Home Prices in 20 Cities Climb

Home prices in 20 cities rose for a fourth straight month in September, pointing to an improvement in real estate that's helping the economy emerge from recession.

The Standard & Poor's/Case-Shiller home price index increased 0.27% from the prior month on a seasonally adjusted basis, after a 1.13% rise in August, the index's publishers said Tuesday.

The gauge fell 9.36% from September 2008, more than forecast, yet it was the smallest year-over-year decline since the end of 2007.

"The worst of the rate of home price declines has passed, but a strong recovery is not expected," Steven Wood, the president of Insight Economics LLC in Danville, Calif., said before the report.

Economists forecast the 20-city home price index would decline 9.1% from September 2008, after a previously reported 11.32% drop in the 12 months ended in August, according to the median forecast of 30 economists in a Bloomberg News survey. Estimates ranged from decreases of 8.3% to 10.3%. Year-over-year records began in 2001.
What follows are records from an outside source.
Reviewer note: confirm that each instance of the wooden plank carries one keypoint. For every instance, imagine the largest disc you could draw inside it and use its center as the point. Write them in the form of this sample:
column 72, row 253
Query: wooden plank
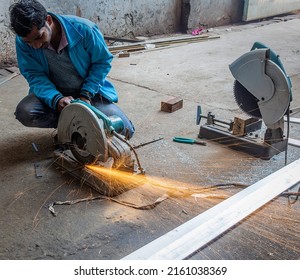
column 199, row 231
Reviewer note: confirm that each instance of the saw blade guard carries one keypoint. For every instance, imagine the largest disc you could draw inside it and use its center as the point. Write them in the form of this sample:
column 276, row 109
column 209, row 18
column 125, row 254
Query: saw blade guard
column 81, row 130
column 266, row 81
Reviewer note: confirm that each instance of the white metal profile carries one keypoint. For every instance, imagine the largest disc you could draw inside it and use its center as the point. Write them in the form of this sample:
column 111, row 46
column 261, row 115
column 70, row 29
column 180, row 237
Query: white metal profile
column 196, row 233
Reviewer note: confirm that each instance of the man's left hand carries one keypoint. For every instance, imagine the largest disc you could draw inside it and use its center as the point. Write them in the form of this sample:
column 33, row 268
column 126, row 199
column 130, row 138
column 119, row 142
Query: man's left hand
column 85, row 100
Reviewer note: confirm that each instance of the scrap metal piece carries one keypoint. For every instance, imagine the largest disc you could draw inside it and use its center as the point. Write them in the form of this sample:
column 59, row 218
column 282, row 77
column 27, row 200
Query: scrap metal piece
column 38, row 170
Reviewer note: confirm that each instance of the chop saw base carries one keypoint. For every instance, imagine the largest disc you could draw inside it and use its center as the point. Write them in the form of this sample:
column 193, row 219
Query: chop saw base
column 245, row 144
column 65, row 161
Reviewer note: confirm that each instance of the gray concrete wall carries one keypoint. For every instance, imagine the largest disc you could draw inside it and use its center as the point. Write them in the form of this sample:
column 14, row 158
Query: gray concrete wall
column 132, row 17
column 211, row 13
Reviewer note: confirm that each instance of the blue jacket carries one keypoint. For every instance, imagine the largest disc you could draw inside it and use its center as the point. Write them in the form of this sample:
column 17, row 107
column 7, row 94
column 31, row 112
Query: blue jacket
column 88, row 52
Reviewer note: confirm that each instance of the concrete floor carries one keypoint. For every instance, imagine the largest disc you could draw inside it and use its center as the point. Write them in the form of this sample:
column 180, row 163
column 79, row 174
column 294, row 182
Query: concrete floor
column 102, row 229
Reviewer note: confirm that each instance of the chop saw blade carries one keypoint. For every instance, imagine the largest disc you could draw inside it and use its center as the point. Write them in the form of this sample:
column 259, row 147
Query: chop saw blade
column 81, row 130
column 245, row 100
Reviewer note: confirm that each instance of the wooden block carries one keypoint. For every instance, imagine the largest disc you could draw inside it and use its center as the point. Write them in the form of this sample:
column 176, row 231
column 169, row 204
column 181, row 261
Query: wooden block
column 171, row 105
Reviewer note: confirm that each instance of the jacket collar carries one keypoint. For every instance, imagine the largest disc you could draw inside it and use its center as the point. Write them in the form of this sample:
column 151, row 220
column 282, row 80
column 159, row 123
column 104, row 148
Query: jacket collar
column 72, row 35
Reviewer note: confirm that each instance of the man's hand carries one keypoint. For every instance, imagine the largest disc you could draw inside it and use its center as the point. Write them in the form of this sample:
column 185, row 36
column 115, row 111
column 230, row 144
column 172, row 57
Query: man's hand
column 62, row 103
column 85, row 100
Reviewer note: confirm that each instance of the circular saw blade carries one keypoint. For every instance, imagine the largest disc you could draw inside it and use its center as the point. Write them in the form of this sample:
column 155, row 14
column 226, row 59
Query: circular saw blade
column 81, row 130
column 245, row 100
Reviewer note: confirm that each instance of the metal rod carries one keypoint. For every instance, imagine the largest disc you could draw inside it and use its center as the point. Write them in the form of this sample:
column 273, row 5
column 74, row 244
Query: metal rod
column 186, row 239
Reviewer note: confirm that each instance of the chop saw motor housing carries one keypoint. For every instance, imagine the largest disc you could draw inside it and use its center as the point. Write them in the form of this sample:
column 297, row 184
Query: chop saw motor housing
column 86, row 136
column 262, row 90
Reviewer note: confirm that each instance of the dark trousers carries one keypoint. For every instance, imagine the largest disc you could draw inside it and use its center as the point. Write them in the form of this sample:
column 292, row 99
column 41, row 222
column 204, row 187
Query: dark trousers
column 32, row 112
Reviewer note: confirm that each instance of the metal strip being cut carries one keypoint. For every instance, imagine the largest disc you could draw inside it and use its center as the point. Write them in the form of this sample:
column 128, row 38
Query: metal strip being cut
column 186, row 239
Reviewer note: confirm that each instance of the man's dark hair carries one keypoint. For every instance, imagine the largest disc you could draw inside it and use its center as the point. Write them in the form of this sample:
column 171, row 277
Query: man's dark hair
column 25, row 14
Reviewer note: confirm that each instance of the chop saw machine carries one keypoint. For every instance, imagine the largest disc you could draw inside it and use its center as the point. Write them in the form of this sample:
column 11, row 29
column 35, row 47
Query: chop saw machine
column 86, row 136
column 262, row 89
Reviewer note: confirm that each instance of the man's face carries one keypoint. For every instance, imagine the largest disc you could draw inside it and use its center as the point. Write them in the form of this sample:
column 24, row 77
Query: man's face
column 39, row 39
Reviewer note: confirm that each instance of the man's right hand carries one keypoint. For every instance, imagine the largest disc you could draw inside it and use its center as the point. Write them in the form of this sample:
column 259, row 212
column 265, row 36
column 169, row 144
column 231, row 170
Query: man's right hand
column 63, row 102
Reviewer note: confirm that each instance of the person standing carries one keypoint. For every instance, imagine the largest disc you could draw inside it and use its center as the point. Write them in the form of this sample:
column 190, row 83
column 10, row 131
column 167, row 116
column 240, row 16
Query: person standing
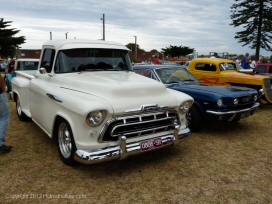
column 253, row 63
column 4, row 117
column 245, row 61
column 238, row 61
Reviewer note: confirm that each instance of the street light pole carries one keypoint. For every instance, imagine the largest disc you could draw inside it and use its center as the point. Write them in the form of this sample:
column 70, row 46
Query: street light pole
column 103, row 19
column 136, row 48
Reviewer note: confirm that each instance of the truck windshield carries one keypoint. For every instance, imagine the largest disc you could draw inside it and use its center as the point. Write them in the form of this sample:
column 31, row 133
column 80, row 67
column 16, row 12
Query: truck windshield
column 92, row 59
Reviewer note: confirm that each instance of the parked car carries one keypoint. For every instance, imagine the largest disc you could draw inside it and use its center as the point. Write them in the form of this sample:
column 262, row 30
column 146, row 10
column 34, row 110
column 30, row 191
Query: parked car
column 20, row 64
column 222, row 103
column 186, row 64
column 85, row 94
column 3, row 67
column 166, row 62
column 224, row 72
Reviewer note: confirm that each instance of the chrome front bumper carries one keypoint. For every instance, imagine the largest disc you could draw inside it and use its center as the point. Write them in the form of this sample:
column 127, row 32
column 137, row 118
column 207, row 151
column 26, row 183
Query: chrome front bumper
column 124, row 149
column 253, row 108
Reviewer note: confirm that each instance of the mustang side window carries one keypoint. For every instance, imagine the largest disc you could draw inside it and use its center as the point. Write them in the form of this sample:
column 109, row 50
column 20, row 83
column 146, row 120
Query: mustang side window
column 206, row 67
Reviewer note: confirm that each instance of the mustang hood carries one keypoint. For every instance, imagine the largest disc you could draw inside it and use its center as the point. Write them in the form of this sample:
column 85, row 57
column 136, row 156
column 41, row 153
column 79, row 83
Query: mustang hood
column 221, row 91
column 123, row 90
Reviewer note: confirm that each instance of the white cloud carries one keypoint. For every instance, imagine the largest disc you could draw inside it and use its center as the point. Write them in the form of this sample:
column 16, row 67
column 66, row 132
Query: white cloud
column 203, row 25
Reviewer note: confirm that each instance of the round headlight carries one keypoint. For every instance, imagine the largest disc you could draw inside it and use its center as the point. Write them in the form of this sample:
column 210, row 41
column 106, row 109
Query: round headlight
column 185, row 106
column 235, row 101
column 255, row 98
column 95, row 118
column 220, row 102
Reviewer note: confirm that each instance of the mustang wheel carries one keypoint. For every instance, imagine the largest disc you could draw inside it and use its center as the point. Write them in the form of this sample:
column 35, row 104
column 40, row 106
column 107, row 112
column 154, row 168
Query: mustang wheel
column 21, row 115
column 65, row 141
column 194, row 119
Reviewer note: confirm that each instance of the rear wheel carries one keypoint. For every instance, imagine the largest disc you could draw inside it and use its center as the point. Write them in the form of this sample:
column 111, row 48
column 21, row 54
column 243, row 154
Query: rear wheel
column 65, row 142
column 194, row 119
column 21, row 115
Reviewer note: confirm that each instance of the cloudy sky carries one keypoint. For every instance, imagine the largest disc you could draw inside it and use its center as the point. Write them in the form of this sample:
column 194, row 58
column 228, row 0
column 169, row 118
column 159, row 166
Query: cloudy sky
column 199, row 24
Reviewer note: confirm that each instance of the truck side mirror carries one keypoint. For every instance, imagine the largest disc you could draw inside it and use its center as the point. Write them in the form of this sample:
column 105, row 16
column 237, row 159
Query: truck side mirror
column 42, row 70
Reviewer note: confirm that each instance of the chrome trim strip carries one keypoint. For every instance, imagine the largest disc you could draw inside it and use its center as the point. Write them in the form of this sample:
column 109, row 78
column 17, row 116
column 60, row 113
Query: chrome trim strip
column 55, row 98
column 256, row 105
column 123, row 149
column 147, row 107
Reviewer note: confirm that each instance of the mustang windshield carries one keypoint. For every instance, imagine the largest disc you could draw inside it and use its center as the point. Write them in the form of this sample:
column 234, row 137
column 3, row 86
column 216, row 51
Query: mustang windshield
column 92, row 59
column 174, row 75
column 228, row 66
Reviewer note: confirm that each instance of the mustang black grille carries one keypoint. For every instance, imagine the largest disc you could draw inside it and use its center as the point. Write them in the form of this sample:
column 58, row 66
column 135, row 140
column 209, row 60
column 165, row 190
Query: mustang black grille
column 246, row 99
column 139, row 125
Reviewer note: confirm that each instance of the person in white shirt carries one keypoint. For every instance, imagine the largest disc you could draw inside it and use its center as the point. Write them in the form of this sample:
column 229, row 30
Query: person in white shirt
column 253, row 64
column 238, row 61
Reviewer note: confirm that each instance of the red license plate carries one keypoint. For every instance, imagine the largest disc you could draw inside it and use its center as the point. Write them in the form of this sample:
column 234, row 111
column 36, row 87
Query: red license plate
column 151, row 144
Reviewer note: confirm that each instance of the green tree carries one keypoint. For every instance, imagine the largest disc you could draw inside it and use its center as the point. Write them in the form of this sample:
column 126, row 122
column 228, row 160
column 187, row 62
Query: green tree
column 8, row 43
column 256, row 17
column 177, row 51
column 131, row 46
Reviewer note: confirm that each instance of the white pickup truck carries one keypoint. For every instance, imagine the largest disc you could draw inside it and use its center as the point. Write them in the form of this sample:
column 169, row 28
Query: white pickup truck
column 86, row 95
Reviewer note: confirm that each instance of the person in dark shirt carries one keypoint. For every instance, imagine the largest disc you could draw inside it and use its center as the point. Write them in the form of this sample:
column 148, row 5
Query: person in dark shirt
column 4, row 116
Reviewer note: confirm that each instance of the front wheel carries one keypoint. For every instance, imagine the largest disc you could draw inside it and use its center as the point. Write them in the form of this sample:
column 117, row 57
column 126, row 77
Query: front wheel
column 21, row 115
column 194, row 119
column 65, row 142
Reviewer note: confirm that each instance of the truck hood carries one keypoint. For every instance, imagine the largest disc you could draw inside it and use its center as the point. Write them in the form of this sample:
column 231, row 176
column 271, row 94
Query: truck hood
column 123, row 90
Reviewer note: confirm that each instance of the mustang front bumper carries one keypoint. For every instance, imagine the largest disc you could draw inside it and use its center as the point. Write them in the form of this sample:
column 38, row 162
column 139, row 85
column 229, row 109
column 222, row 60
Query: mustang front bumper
column 248, row 111
column 124, row 149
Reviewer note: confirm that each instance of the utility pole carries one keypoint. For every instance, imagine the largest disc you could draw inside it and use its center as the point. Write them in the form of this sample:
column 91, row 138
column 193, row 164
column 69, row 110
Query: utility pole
column 103, row 26
column 136, row 48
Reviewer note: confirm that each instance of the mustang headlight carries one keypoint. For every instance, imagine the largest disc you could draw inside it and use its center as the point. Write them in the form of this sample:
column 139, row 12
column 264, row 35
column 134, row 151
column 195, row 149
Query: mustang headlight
column 185, row 106
column 95, row 118
column 220, row 102
column 255, row 98
column 235, row 101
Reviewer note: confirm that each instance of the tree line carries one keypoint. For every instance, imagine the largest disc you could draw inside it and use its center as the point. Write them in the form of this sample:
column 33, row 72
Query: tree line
column 254, row 16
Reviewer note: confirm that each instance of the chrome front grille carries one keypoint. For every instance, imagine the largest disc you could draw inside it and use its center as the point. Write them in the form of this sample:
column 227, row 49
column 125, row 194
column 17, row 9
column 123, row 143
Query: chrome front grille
column 138, row 125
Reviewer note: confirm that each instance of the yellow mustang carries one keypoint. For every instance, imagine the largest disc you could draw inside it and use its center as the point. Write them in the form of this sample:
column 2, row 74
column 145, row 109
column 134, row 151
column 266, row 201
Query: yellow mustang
column 224, row 72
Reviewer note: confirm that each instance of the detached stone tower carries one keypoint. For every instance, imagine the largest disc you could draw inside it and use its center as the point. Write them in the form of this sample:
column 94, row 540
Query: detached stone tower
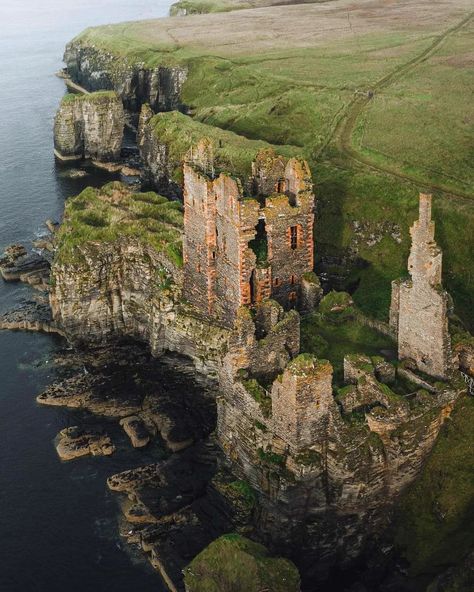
column 419, row 308
column 243, row 250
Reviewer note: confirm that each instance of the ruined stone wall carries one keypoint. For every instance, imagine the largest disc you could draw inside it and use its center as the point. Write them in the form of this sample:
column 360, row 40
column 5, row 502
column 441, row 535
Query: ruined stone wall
column 289, row 261
column 419, row 311
column 301, row 399
column 89, row 126
column 212, row 243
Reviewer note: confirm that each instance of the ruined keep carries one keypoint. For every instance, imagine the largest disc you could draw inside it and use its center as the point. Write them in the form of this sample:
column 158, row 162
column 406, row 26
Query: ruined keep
column 241, row 250
column 419, row 307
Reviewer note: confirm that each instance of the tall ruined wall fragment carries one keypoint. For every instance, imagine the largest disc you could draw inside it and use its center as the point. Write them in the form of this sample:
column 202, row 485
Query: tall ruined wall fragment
column 419, row 308
column 248, row 249
column 89, row 126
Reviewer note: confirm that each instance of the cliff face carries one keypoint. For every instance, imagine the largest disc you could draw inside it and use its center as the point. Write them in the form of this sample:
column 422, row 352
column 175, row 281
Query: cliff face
column 89, row 126
column 124, row 283
column 158, row 165
column 326, row 476
column 98, row 70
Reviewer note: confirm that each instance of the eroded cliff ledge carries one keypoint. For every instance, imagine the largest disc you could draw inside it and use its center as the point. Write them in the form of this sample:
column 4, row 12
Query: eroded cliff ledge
column 89, row 126
column 135, row 83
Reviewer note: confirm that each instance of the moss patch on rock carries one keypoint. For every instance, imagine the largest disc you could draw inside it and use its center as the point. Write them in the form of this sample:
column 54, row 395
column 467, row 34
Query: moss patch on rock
column 233, row 563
Nineteen of the 20 cities in the S&P/Case-Shiller index showed a smaller year-over-year decline than in August.

Compared with the prior month, nine of the 20 areas showed an increase, while 10 had a decline. The biggest month-to-month gains were in Detroit and Minneapolis, which both increased 1.8%.

Existing-home sales in October rose to the highest level in more than two years, National Association of Realtors data showed Monday. The median sales price decreased 7.1% from a year earlier, the smallest decline in more than a year.

To ensure the recovery in housing continues, President Obama and Congress this month extended a tax credit of as much as $8,000 for first-time homebuyers until April 30, from Nov. 30. They also expanded it to include some current owners.

Concern about the looming expiration of the credit earlier this month weighed on builder sentiment and may have been the reason the Mortgage Bankers Association's purchase applications index fell to a 12-year low in the week ended Nov. 13. The bankers group is scheduled to release last week's applications report today.

While the erosion of house prices is starting to end, it will take "a considerable amount of time" for the housing market to recover fully, Sandra Pianalto, the president of the Federal Reserve Bank of Cleveland, said in a speech Nov. 17.

"Though we have seen some signs that the worst may be over, the housing industry is not out of the woods yet," Pianalto said at a housing conference sponsored by the Ohio Housing Finance Agency and Ohio Capital Corp. for Housing. "Nor is the broader economy."

Almost 23% of U.S. homeowners in the third quarter owed more on their mortgages than their properties are worth, according to First American CoreLogic, a unit of First American Corp. of Santa Ana, Calif.

Karl Case, an economics professor at Wellesley College, and Robert Shiller, chief economist at MacroMarkets LLC and a professor at Yale University, created the home price index.